15.3 A 100W and 91% GaN-Based Class-E Wireless-Power-Transfer Transmitter with Differential-Impedance-Matching Control for Charging Multiple Devices

Having multiple devices charged by a wireless-power-transfer (WPT) system has become more common as illustrated in Fig. 15.3.1. A wide-power-range (no load $\sim 100\mathrm {W})$, compact, and efficient WPT system needs to include the following features. First, an impedance-matching technique that achieves zero-voltage switching (ZVS) and zero voltage-derivative switching (ZVDS) on a Gallium Nitride (GaN) switch is needed to reduce the efficiency loss caused by hard switching (HS) and reverse conduction (RC). Second, under high-power conditions, it is desirable to reduce the voltage and current stress on each switch and passive components. Third, there is a need to reduce the number of external components for compact size. In [1] and [2], an external capacitor array for impedance matching occupies a large printed circuit board (PCB) area.
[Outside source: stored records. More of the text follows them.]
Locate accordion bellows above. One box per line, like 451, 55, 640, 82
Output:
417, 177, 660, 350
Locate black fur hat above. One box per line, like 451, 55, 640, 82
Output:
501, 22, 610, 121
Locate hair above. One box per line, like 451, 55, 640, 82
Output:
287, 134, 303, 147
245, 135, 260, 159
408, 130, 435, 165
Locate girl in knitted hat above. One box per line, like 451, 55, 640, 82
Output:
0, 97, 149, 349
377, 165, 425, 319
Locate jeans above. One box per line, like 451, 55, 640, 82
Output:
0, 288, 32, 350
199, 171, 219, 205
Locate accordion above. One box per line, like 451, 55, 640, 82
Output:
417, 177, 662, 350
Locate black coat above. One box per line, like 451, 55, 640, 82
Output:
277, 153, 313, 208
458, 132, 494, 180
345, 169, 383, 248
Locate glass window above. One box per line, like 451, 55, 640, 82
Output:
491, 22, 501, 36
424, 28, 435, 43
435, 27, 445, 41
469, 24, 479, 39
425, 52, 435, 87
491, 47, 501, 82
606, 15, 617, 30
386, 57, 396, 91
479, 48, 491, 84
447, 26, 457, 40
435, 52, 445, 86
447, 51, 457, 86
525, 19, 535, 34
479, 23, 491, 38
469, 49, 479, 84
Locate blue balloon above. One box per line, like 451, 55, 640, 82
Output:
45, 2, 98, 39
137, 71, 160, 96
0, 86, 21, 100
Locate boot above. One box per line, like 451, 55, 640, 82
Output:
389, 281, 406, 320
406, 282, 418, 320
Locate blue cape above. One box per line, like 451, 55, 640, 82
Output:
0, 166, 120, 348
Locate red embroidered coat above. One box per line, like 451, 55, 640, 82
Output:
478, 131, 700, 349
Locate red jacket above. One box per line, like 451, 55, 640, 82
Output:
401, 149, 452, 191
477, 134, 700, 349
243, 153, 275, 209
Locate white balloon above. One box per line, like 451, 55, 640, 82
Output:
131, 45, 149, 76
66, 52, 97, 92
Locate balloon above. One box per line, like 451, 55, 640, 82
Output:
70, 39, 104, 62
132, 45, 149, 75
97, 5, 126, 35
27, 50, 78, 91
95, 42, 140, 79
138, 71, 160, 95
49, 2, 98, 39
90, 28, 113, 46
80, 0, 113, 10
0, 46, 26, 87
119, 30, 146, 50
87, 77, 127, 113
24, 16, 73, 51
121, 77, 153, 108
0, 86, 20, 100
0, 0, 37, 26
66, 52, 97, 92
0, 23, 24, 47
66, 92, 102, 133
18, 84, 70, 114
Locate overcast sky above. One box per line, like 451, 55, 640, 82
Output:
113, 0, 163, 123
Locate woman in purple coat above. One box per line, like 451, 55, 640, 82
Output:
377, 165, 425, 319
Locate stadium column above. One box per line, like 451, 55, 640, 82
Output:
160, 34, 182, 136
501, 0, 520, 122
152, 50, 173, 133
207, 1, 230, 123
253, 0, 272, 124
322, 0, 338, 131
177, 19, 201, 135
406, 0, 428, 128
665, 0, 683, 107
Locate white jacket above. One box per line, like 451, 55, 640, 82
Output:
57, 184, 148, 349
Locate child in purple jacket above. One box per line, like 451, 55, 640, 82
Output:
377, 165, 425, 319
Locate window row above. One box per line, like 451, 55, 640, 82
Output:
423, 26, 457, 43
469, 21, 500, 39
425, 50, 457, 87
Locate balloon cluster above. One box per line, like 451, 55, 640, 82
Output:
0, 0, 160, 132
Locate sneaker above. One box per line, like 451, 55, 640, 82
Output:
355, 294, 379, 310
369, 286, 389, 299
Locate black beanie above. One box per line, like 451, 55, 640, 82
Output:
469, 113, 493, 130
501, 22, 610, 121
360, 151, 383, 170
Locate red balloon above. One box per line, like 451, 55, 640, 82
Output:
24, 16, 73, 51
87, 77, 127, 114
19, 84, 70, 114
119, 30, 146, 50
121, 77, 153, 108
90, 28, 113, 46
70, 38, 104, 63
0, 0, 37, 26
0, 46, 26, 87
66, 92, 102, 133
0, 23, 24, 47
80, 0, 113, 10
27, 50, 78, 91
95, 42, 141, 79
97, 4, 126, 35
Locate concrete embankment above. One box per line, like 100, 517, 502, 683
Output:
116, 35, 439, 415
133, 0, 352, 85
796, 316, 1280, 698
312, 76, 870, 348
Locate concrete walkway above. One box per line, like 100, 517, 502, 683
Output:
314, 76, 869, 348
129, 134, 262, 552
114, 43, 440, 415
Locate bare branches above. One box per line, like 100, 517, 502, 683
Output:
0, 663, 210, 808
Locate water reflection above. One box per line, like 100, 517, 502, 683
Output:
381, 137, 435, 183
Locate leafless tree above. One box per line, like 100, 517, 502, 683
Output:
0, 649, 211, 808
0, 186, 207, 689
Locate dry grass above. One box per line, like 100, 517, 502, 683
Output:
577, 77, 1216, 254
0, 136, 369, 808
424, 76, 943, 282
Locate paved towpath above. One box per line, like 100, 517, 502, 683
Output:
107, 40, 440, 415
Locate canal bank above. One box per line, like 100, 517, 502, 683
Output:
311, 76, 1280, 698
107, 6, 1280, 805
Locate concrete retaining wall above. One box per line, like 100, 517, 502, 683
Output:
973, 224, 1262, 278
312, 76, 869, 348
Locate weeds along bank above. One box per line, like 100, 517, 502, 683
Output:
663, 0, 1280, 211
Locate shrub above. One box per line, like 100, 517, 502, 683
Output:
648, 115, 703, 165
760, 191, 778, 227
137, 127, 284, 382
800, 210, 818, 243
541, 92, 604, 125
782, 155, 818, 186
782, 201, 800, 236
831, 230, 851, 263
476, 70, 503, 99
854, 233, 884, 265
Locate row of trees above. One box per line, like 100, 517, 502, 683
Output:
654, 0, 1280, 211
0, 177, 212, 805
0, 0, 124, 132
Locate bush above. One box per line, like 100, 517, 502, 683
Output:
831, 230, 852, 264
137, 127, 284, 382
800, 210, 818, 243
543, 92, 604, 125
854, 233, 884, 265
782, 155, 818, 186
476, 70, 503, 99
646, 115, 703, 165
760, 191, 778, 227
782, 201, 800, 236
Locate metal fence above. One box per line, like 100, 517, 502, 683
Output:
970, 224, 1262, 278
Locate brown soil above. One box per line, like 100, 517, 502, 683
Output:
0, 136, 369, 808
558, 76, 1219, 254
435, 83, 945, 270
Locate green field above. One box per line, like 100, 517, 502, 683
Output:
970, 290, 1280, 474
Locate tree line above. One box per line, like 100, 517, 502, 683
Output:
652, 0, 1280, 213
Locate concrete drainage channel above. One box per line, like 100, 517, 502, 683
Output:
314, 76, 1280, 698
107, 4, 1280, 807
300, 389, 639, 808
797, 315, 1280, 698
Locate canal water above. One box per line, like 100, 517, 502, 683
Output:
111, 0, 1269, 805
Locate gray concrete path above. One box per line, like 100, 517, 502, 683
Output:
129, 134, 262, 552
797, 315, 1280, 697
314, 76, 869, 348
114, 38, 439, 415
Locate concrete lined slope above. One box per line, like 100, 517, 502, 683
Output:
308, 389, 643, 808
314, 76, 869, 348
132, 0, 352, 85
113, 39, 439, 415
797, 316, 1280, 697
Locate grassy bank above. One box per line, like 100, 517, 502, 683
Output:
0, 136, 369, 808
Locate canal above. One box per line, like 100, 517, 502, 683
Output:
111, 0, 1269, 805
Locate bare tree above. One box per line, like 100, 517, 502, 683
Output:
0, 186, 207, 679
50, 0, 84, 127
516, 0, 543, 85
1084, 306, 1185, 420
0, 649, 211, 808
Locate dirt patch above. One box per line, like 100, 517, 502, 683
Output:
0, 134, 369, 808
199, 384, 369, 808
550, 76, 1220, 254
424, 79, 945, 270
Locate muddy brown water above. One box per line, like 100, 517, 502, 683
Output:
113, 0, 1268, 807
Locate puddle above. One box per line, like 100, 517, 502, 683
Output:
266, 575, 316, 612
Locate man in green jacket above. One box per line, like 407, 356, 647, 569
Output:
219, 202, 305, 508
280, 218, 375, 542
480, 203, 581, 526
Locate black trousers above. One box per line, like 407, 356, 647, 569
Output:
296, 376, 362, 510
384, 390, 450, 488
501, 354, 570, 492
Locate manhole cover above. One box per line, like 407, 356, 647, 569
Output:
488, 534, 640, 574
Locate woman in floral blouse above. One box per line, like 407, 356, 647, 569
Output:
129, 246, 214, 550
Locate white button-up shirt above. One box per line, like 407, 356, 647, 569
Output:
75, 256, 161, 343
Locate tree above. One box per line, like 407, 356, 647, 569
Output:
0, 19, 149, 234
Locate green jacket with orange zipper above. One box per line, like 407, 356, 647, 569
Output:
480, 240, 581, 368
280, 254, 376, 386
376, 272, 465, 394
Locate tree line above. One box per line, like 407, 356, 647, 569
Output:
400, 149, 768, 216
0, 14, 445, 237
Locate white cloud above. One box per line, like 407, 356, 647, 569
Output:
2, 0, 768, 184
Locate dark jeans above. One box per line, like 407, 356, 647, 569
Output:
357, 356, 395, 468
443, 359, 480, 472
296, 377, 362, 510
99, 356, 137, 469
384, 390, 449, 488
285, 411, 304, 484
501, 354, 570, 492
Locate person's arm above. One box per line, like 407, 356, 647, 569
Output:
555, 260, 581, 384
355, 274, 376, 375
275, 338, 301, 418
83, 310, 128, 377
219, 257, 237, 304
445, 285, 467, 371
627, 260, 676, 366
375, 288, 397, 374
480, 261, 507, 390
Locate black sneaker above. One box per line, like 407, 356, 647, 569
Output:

If the output power is as high as 100W, the controlled switch needs to withstand high voltage stresses of up to 600V. The fractional-capacitance tuning technique in [3] achieves a wide range of equivalent capacitance, but there are still high-voltage-stress problems similar to [1], [2]. Although [4] provides a high-power solution, the voltage-controlled-capacitance (VCC) technique needs to tune the internal parasitic capacitance, $\mathrm {C}_{\mathrm {OSS}}$, from 350 to 3500pF and thus requires more external components and large bias voltage $\mathrm {V}_{\mathrm {BIAS}}$.